Hay dos momentos del año en los que la distancia angular del Sol al ecuador de la Tierra es máxima. Estos momentos son los llamados solsticios, palabra ésta que significa “sol inmóvil” porque da la impresión de que el Sol apenas mueve su declinación de un día a otro. El solsticio de verano es el gran momento del curso solar y, a partir de ese punto, comienza a declinar. Antes de cristianizarse esta fiesta, los pueblos de Europa encendían hogueras en sus campos para ayudar al sol, en un acto simbólico con la finalidad de que “no pierda fuerzas”. Parecería que en su conciencia colectiva sabían que el fuego destruye lo malo y lo dañino.
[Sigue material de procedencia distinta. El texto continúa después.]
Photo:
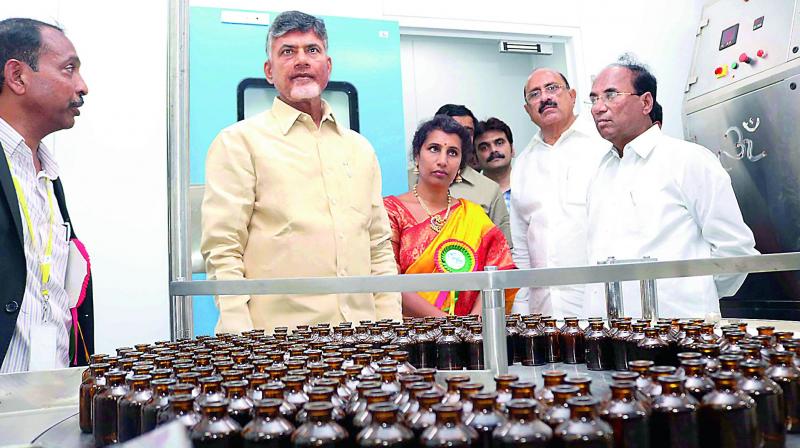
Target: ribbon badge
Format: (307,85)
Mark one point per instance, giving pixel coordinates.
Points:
(455,256)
Se ha asociado esta festividad de San Juan al solsticio de verano, pero esto tan sólo es cierto para la mitad del mundo o, mejor dicho, para los habitantes que viven por encima del ecuador (en el hemisferio norte), ya que para los que están en el sur, el solsticio es el de invierno. En el hemisferio norte es el día más largo y, por consiguiente, el poder de las tinieblas tiene su reinado más corto, y en el hemisferio sur ocurre todo lo contrario.
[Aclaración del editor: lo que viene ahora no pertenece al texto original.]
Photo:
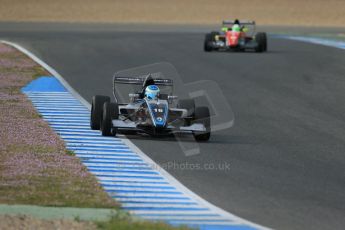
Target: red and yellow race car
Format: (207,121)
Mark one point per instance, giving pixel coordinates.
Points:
(236,36)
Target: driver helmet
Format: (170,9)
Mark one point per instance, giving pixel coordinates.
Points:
(152,92)
(236,28)
(224,29)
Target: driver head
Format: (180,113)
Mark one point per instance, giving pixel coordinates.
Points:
(152,92)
Estemos en el hemisferio que estemos, al Sol se le ayuda para que no decrezca y mantenga todo su vigor.
En los antiguos mitos griegos, a los dos solsticios se los llamaba “puertas” y, en parte, no les faltaba razón. La “puerta de los hombres”, según estas creencias helénicas, correspondía al solsticio de verano (del 21 al 22 de junio), a diferencia de “la puerta de los dioses” del solsticio de invierno (hemisferio norte) (del 21 al 22 de diciembre).
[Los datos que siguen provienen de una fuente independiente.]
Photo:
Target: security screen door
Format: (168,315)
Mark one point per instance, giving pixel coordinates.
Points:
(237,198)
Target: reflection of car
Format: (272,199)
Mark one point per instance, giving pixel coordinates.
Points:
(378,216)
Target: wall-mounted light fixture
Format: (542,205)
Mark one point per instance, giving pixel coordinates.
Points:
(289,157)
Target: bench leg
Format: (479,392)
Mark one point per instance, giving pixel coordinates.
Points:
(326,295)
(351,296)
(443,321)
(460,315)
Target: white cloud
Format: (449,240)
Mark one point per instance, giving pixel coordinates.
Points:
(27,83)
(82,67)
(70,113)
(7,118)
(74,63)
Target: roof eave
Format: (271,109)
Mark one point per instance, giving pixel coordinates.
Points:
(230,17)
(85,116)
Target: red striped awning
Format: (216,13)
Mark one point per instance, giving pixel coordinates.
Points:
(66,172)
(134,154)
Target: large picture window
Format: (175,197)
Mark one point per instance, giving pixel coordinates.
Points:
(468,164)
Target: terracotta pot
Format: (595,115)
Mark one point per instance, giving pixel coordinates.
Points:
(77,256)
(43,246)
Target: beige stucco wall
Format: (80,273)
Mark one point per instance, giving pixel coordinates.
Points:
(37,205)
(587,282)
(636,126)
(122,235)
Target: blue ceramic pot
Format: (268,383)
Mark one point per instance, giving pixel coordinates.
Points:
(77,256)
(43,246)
La noche de San Juan es una fecha en la que numerosas leyendas fantásticas son unánimes al decir que es un periodo en el que se abren de par en par las invisibles puertas del “otro lado del espejo”: se permite el acceso a grutas, castillos y palacios encantados; se liberan de sus prisiones y ataduras las reinas, las princesas y las infantas cautivas merced a un embrujo, ensalmo o maldición; salen a dar un vespertino paseo a la luz de la luna seres femeninos misteriosos en torno a sus infranqueables moradas; afloran enjambres de raros espíritus duendiles amparados en la oscuridad de la noche y de los matorrales; las jóvenes mujeres enamoradas sueñan y adivinan quien será el galán que las despose; las plantas venenosas pierden su dañina propiedad y, en cambio, las medicinales multiplican sus virtudes; los tesoros se remueven en las entrañas de la tierra y las losas que los ocultan dejan al descubierto parte del mismo para que algún pobre mortal deje de ser, al menos, pobre; el rocío cura ciento y una enfermedades y además hace más hermoso y joven a quien se embadurne todo el cuerpo; los helechos florecen al dar las doce campanadas...y se podría seguir.
Orígenes paganos
Esta fiesta solsticial es muy anterior a la religión católica o mahometana e incluso, dentro de las distintas prácticas religiosas, no se han celebrado en la misma fecha .
Uno de los antecedentes que se puede buscar en esa festividad es la celebración celta del Beltaine, que se realizaba el primero de mayo. El nombre significaba “fuego de Bel” o “bello fuego”. Durante la misma se encendían hogueras que eran coronadas por los más arriesgados con largas pértigas. Después los druidas hacían pasar el ganado entre las llamas, para purificarlo y defenderlo contra las enfermedades. A la vez, rogaban a los dioses que el año fuera fructífero y no dudaban en sacrificar algún animal para que sus plegarias fueran mejor atendidas.
Otra de las raíces de tan singular noche hay que buscarla en las fiestas griegas dedicadas al dios Apolo, que se celebraban en el solsticio de verano, encendiendo grandes hogueras de carácter purificador. Los romanos, por su parte, dedicaron a la diosa de la guerra, Minerva, unas fiestas con fuegos, existiendo la costumbre de saltar tres veces sobre las llamas. Ya por entonces se atribuían propiedades medicinales a las hierbas recogidas en aquellos días.
Es curioso que entre los beréberes de África del norte (Marruecos y Argelia) se enciendan el 24 de junio, durante la fiesta llamada ansara, hogueras que producen un denso humo, considerado protector de los campos cultivados. A través del fuego se hace pasar entonces los objetos y utensilios más importantes del hogar. Los beréberes las encienden en patios, caminos, campos y encrucijadas y queman plantas aromáticas. Prácticamente ahuman todo, incluso los huertos y las mieses. Saltan siete veces sobre las brasas y pasean las ramas encendidas por el interior de las casas y hasta las acercan a los enfermos para purificar e inmunizar el entorno de todos los males.
Lo cierto es que esta costumbre beréber de celebrar el solsticio es preislámica, porque se basa en el calendario solar, mientras que el musulmán es lunar.